Tecridin derinleşmesi ve savaşın başlaması
 
Tecridin derinleştirilmesi ile birlikte savaşın başlatıldığını söyleyen Edibe, şunları belirtti: “Bugün ekonomik savaş var Kurdistan’da savaş var. Sadece ekonomik savaş var demeyelim. Bugün nasıl ki Suriye’de, Serêkaniyê’de, Kobanê’de, Irak’ta savaş başlattılar ve bu Barzani’nin desteği ile Türkiye bunu yürütüyor. Kurdistan dağlarında Kürt çocuklar öldürülüyor. Gençlere karşı kimyasal silah kullanılıyor. Uçaklarla Kürt çocuklar bombalanıyor. Barış isteyen çocuklara saldırıyorlar. Bu kirli savaş savace insanlara karşı da yürütülmüyor aynı zamanda hayvanlara ve doğaya karşı da yürütülüyor. Yine savaş sadece dışarıda değil cezaevlerinde de yürütülüyor. Sayın Öcalan üzerinde yürütülen savaş aynı zamanda tutsaklara yönelik yürütülüyor. 20 gün önce Wan’da cezaevinde 45 yaşındaki biri yaşamını yitirdi. Cezaevlerindeki koşullardan dolayı yaşamını yitirdi. Gerçekten de cezaevlerindeki şartlar çok ağır. Hasta tutsakları hastaneye götürmek yerine cenazeleri çıkıyor. Bu yüzden de bu kirli savaş her alanda yürütülüyor.”
 
Adalet Bakanı’na çağrı
 
Adalet Bakanlığı’na ve tüm uluslararası kurumlara çağrı yapan Edibe, savaşı durdurmalarını istedi. Edibe, “Savaşın kimseye faydası yok.
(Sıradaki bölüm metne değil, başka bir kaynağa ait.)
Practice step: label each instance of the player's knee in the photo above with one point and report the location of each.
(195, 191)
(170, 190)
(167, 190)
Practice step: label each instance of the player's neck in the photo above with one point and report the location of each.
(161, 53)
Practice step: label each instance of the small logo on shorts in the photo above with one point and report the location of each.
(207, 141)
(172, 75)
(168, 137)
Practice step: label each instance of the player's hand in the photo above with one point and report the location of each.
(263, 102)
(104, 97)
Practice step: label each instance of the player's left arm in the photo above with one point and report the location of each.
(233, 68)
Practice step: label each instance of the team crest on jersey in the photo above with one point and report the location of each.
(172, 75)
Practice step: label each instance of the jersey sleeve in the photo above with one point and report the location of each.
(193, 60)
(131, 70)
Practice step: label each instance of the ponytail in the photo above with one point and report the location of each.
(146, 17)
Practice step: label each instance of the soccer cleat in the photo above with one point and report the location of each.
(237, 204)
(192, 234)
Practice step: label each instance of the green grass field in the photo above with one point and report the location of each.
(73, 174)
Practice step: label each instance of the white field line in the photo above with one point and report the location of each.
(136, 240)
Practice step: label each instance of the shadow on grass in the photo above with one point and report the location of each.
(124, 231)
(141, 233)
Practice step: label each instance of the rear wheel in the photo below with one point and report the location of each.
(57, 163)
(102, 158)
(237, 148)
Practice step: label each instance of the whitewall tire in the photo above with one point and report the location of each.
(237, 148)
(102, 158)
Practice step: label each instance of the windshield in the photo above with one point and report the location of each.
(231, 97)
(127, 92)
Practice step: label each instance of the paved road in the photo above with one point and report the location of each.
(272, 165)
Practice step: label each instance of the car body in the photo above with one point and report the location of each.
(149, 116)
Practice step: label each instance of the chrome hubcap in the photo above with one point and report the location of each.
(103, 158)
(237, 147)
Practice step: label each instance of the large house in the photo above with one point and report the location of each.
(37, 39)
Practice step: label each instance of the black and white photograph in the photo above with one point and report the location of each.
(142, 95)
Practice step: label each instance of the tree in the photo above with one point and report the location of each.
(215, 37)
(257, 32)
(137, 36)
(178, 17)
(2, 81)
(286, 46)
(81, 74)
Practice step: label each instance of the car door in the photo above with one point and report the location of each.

Bir an önce bu savaş bitirilmeli. Cezaevlerine yönelik bu savaş durdurulmalı. Cezaevlerindeki şartlar düzeltilmeli. Tüm tutsakların avukat ve aileleri ile görüşme hakları var. Yine hastaneye götürülme hakları var. Adalet Bakanı tutsaklardan sorumlu. Görevi tutsakları korumak, öldürmek ve ölüme terk etmek değil. Ülkeyi yönetenler biran önce kendine gelmeli ve kanunlarını uygulamalı. Kanunlara göre hareket etmiyorlar ve suç işliyorlar. Hepsi insanlık suçu işliyor” ifadelerini kullandı. 
 
İktidarın derdi ülke değil
 
Türkiye’nin kendi çıkarlarına göre hareket ettiğini dile getiren Edibe, Türkiye’nin uygulamalarından dolayı kendi sonunu getirdiğini belirtti. İktidarın Kürtleri öldürmekle kendini var etmeye çalıştığını belirten Edibe, “İktidarın amacı koltuk, dertleri ülke, gençler, ülkenin geleceği değil. Hukuksuzlukla ülkenin sonunu getirdiler. Bu yüzden de savaşla ömürlerini uzatmaya çalışıyorlar. Suçsuz insanları öldürüyorlar ve tutukluyorlar” dedi. 
 
Hasta tutsaklar tedavi edilmiyor
 
Hasta tutsakların durumuna değinen Edibe, “Hasta tutsakları hastaneye götürmüyorlar ve tedavi etmiyorlar. Revire götürüyorlar, oradaki doktorlar da yanlış ilaçlar veriyor tutsaklara bu da hastalıkların ağırlaşmasına neden oluyor. Hasta tutsaklara yönelik ağır tecrit var. Rahat tedavi olamıyorlar. Tedavi bir insan hakkı. Türkiye Cumhuriyeti tutsaklardan sorumlu. Her cezaevinde kendine göre tutsaklara yaklaşıyor. Cezaevlerinde hak ve hukuk kalmamış. Adalet herkes için gerekli. Bugün bize zulüm ediyorlar ancak yarın onlara yönelik olur. Ancak adaleti uygulamayanlar yarın kendileri yargılanır” şeklinde konuştu.
 
Hak ihlalleri
 
“Cezaevlerinde tutsakların sosyal aktiviteler yapmalarına izin verilmiyor” diyen Edibe, şunları dile getirdi: “Tutsaklar birbirleri ile görüşemiyor. Aynı zamanda aileler rahatlıkla çocukları ile görüşemiyor. Tecrit her açıdan sürüyor. Çocuklarının görüşüne giden aileler, çocuklarına yemek verilmediğini söylüyor. İki kişilik yemek 5 kişiye veriliyor. Tutsaklara içme suyu verilmiyor. Kantinlerde her şey çok pahalı ve tutsaklar alamıyor. Ailelerin de götürmesine izin verilmiyor. Bu da tecridin bir parçası. Yine gazeteler, mektuplar verilmiyor. Kürtçe kitaplar verilmiyor. Cezaevlerinde kitap sayısını 5’e düşürmüşler. İnfazlarını yakıyorlar. Dünyada bundan daha utanç verici bir şey yok. 30 yıl cezaevinde kalan tutsaklara pişmanlık dayatılıyor. Onlar da bunu kabul etmiyor. Bu yüzden de infazlarını yakıyorlar. Cezaevi idaresi keyfi davranıyor.”
 
CPT suç işliyor
 
Son olarak Avrupa İşkencenin Önlenmesi Komitesi’nin (CPT) tutumuna değinen Edibe, “CPT en ağır suçu işliyor. Bu suçun önünü almalı. CPT cezaevlerine gidip görüşme yapıyor, İmralı’ya gidiyor, rapor hazırlıyor. Ancak Türkiye izin vermediği için de raporu açıklamıyor. CPT, Türkiye’nin gölgesinde. Sorumluluğunu yerine getirmiyor. Bu yüzden kınıyoruz. Eğer sorumluluğunu yerine getirmiyorsa bıraksın. Halkın CPT’den beklentisi var ama onlar da yapmıyor. İnsan hakları savunucularının bu tecride karşı sessiz kalmaması gerek. Gerekirse sivil itaatsizlik eylemleri başlatılmalı” değerlendirmesi yaptı.